The group was founded in April, 1992 by actors Anna Papadakos, Carlo Alacchi, filmmaker Pascal Maeder and soundman Dave Ballard for the production of the original play Dummies in the Window. The production took place in the vacant store below Papadakos and Maeder’s apartment on Montreal's Boulevard Saint-Laurent. [1] [2] The actors commissioned installation artist Pierre Allard to create a storefront display. While the artist was setting up, a falling dummy shattered the glass window and crashed on the sidewalk, missing Montreal Gazette's reporter Albert Nerenberg by only a few feet. Nerenberg wrote an article titled "Crashing Dummies" about the incident that prompted the group to use the term Dummies for their play title and theatre name. With no money to promote the show and a strong creative intention to build a "street theatre environment" by behaving like "barkers", the actors stood in front of the venue before the performances to lure passersby. The popularity and success of the initial two-week run allowed for an extension of two weeks.

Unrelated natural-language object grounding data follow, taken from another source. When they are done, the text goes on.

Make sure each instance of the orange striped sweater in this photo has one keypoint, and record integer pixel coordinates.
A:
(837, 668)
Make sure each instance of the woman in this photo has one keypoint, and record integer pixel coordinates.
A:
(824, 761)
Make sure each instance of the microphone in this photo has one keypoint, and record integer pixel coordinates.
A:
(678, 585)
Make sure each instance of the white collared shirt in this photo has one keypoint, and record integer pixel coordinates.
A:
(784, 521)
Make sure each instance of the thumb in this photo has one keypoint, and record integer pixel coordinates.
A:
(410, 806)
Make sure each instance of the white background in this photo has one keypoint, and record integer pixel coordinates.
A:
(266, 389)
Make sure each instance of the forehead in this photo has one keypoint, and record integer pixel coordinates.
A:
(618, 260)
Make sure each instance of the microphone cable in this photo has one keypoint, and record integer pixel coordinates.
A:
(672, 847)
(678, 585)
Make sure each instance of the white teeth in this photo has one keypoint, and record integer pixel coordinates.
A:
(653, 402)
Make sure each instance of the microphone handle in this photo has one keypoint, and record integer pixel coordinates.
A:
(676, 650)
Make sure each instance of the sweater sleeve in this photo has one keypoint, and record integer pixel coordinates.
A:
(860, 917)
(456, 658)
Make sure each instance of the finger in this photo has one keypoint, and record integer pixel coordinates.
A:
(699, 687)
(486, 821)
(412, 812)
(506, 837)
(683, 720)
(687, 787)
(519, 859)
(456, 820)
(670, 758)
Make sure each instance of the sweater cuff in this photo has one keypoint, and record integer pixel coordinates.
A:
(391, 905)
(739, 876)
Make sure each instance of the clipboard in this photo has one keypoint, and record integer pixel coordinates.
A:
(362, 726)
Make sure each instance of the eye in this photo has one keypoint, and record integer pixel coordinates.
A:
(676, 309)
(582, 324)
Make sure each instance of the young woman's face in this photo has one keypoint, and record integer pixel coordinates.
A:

Papadakos, who took on the role of Artistic Director in addition to writing and directing the shows, was motivated by the show's success and a desire to create a "conscious" theatre. She launched a financing drive and caught the attention of Canadian philanthropist, Phyllis Lambert, who saw it as a way to rejuvenate neighborhoods through art. With the assistance of The Samuel and Saidye Bronfman Family Foundation and various other sources, the newly formed theatre company raised enough funds to produce a second play, Return of the Dummies, the following year in a bigger vacant store a few doors up the street. In the fall of 1995, the group completed its trilogy on immigrants with Dummies 95 in yet another empty store on the Boulevard Saint-Laurent.
In 1996, the group created Go Weast, the first of three pieces on alienation. As the early 1990s recession was ending in Montreal, empty stores filled with new businesses and the group rented the second floor of a newly moved grocery store (Segal's), which later became the home of Mainline Theatre. Go Weast's success and subject matter along with its stunning dream-like 16mm original footage of visuals of Canada and Canadians attracted the attention of Festival de Théâtre des Amériques’s Artistic Director Marie-Hélène Falcon, making Dummies Theatre the first English Theatre company from Québec to be invited to partake in the international event. [3] The play Medea in the Media followed in 1998 and was performed in the same space, which had become the company's permanent home. Theatre Critic Aurèle Parisien described the experimental group's imprint on Montreal's Main at the end of the millenium. [4]
The intriguing black posters appeared along Montreal’s Saint-Laurent Boulevard and other key locations in early May. Beside “Dummies Theatre” in small print, the large, luminescent blue-on-black block of type on the top says “Medea in the Media” - an alliteration as seductive as it is confusing, leaving a nagging impression of misreading. A band of haunting black and white images across the middle of the poster has the same effect, seducing while eluding straightforward comprehension: on the left, a misty field with a bit of railway track; on the right, the rippled surface of a sea or lake. The two images bleed into each other in a middle panel where the field, the railway track and the curving side of a moving train become immersed in a film of watery ripples. In the lower part of the poster the same mysterious blue type proclaims “Free Theatre,” providing dates and a nameless Saint-Laurent Boulevard address. Anyone checking the address on the way up the street would discover a door leading into a stairway to the second floor above Segal’s Supermarket.
In 2000, the group produced its last creation before disbanding, Dummies in the Mirror. This was an introspective piece that used the lighting technician as a third actor with a wired console providing the only illumination.
Immigrant identity, culture shock and tensions, relationships with the self and the other, alienation and identity in general were the main themes of the Dummies. The sets, designed by Maeder, were primarily minimalist using surveillance cameras, video and original 16mm black-and-white footage projected through windows or reflected through mirrors, props and found objects.